Prof. Melissa Norberg
KARANLIKTAN KORKAR MISINIZ?
Prof. Norberg’e nazaran, tehlike sinyallerinin karanlıkta harekete geçmesinin temel sebebi, beklediğinizden çok daha mantıklı ve kolay.
Norberg, bu durumu, “İnsanlar karanlığı korkutucu buluyor, zira duyularımızdan birini ortadan kaldırıyor. Belirsizliğe katkıda bulunuyor ve birçok insan belirsizlikle başa çıkmayı rahatsız edici buluyor” kelamlarıyla açıklıyor.

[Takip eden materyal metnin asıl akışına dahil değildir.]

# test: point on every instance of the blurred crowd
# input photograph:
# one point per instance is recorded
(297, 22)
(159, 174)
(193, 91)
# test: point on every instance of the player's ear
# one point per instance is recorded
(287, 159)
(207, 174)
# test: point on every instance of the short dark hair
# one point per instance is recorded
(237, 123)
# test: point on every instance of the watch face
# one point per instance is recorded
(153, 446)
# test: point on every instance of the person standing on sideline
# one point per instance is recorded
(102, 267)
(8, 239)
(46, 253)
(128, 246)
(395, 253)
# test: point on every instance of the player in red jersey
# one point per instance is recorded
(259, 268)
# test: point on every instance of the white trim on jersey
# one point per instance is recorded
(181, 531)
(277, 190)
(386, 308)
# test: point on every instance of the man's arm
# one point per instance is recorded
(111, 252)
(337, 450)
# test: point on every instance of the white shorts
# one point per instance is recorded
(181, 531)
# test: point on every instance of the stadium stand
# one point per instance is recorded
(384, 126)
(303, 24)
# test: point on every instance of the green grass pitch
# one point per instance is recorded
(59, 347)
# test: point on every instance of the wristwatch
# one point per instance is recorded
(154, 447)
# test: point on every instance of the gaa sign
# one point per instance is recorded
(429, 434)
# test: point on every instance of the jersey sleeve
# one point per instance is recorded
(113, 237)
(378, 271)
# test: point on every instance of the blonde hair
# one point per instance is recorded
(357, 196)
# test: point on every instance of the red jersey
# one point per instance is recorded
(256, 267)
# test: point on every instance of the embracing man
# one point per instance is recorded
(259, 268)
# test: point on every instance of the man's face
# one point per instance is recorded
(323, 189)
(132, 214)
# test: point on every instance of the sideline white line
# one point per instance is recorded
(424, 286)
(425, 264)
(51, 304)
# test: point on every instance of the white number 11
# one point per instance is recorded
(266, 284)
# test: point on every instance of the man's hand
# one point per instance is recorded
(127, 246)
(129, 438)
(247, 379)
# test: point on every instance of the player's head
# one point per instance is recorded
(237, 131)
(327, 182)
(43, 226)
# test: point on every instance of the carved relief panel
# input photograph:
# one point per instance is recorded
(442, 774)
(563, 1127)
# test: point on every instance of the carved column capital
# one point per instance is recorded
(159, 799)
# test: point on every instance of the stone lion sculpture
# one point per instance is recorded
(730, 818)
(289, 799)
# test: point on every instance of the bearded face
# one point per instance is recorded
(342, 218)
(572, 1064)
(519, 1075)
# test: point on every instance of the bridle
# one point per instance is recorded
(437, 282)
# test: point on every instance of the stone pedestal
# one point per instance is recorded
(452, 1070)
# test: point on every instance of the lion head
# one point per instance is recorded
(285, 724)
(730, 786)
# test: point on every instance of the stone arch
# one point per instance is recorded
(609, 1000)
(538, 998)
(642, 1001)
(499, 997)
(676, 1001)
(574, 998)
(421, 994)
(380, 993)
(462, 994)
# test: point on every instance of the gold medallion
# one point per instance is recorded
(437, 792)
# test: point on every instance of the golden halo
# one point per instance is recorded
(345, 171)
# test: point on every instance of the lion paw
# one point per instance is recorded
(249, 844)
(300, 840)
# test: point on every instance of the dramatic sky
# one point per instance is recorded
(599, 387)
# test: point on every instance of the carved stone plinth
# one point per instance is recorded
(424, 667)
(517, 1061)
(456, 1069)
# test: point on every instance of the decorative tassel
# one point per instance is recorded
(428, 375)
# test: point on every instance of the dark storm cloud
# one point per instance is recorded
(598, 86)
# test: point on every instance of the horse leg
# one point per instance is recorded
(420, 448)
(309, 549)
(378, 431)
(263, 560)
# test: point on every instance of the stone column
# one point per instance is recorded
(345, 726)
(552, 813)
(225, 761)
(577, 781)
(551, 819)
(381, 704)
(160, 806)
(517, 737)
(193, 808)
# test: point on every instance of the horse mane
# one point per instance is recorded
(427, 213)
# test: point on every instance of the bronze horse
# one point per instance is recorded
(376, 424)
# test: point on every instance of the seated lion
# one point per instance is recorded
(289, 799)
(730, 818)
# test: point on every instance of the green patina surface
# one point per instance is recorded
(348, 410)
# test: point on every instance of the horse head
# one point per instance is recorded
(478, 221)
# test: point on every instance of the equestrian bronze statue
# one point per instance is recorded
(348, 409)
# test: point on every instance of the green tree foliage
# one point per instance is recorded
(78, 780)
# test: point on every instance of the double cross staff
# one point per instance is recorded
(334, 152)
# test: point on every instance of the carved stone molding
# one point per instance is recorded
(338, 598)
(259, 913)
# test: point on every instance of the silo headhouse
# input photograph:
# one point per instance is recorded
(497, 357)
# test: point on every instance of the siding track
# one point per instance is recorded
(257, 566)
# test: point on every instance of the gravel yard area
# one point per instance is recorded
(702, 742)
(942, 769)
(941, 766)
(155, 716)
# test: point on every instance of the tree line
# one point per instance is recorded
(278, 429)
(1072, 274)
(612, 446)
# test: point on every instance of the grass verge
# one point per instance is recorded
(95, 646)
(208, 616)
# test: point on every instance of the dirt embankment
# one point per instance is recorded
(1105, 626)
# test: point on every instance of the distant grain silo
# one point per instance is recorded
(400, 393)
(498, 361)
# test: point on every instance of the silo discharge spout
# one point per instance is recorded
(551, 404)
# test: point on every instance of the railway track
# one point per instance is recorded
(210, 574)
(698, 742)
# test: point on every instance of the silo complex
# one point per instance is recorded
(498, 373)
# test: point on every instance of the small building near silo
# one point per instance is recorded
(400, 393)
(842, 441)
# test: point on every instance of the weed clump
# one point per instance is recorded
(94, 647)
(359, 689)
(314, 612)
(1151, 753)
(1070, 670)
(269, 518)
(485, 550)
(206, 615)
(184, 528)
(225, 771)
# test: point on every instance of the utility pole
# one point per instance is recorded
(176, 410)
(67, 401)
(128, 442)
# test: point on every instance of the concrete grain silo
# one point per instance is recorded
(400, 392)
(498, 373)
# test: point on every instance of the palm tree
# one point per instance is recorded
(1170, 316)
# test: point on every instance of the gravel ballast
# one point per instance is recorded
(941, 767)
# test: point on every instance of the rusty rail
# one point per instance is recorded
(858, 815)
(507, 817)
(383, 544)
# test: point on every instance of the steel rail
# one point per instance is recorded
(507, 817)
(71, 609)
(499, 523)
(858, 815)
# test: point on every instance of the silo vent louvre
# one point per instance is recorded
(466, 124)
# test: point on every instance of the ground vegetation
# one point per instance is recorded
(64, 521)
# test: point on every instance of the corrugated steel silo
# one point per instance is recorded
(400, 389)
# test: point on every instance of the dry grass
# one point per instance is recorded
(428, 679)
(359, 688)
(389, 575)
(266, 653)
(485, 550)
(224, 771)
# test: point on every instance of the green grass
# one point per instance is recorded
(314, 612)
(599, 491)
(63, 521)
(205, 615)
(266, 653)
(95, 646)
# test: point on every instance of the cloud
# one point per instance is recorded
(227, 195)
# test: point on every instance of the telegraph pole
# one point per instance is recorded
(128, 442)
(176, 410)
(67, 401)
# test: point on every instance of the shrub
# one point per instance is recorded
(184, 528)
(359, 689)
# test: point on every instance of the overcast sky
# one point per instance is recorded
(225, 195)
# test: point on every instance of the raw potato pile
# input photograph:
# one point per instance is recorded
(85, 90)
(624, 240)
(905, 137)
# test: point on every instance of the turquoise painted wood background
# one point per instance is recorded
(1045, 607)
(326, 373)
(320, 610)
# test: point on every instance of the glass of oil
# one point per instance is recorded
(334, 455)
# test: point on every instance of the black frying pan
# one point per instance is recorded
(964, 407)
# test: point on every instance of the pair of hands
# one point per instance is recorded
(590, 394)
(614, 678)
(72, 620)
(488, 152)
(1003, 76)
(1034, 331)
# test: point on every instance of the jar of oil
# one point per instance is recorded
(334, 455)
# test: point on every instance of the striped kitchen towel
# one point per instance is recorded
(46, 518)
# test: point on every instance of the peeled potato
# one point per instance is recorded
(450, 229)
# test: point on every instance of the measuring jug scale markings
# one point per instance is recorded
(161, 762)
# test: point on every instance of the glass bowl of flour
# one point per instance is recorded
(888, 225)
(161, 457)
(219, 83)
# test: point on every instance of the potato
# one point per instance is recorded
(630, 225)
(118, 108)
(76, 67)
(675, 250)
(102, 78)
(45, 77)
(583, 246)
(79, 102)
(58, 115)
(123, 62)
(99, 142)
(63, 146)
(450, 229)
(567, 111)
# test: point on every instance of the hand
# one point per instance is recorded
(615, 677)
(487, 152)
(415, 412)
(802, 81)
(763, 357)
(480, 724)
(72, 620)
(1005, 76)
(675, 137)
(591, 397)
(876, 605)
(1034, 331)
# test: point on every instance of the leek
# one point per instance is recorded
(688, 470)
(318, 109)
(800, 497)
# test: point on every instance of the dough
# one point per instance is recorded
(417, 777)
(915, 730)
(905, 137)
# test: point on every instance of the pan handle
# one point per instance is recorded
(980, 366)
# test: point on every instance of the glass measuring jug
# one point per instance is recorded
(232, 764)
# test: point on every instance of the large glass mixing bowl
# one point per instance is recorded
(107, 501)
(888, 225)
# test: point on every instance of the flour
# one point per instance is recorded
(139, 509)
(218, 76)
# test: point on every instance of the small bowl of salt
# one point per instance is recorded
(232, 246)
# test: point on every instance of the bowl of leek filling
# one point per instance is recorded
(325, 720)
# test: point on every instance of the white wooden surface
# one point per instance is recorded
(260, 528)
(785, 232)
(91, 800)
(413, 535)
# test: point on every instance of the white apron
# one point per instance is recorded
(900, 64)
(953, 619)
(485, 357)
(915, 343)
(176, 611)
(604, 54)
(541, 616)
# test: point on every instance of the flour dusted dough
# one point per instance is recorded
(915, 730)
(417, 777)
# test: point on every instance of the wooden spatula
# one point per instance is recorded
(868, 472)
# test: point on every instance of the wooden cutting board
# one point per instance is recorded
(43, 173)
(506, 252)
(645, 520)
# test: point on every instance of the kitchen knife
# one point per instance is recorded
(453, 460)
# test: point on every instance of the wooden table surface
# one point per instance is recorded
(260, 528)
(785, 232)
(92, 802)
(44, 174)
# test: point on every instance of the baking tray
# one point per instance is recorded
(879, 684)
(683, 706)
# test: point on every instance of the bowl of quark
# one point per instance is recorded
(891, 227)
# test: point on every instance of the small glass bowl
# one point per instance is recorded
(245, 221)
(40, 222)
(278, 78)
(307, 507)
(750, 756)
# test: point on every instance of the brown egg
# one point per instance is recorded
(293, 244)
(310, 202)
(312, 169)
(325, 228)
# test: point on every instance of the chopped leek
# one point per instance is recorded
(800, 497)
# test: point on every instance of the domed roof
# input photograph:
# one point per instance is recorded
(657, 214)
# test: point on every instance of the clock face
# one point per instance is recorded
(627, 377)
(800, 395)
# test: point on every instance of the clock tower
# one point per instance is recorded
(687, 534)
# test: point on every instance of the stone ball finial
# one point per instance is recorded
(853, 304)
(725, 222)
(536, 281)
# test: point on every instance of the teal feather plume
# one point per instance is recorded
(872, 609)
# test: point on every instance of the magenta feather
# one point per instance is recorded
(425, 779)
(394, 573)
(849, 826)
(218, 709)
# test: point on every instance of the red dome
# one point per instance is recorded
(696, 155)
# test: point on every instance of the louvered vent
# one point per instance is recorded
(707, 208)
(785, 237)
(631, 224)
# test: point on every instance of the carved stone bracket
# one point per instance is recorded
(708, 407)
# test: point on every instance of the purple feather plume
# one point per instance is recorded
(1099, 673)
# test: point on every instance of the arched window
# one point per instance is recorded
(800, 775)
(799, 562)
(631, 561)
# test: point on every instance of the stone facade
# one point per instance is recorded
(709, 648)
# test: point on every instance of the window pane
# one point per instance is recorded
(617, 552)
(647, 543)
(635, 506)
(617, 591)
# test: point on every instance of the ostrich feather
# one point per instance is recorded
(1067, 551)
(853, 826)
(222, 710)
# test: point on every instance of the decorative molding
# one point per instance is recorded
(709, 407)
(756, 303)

IFLScience’ta yer alan habere nazaran, “Görme yetisinin ortadan kalkması bir şeyleri hayal etmeyi kolaylaştırıyor. Yani gece çöktüğünde ya da karanlık bir odaya girdiğimizde, zihnimiz derhal birkaç dakika evvel hayal etmediğimiz şeyleri hayal etmeye başlıyor.”
Klinik psikolog Norberg’e göre; canavarlar, hayaletler ve hayvanların karanlıkta saklanıp bizi yakalamak için beklediğine yönelik kuşkular ise küçük yaşlardan itibaren karanlıkla ilişkilendirmeyi öğrendiğimiz hisler.
NASIL ÜSTESİNDEN GELİNİR?
Peki, karanlık kaygısıyla başa çıkmanın, yatarken ışıkları açık bırakmak dışında bir yolu var mı? Aslında var, ancak muhtemelen bundan hoşlanmayacaksınız.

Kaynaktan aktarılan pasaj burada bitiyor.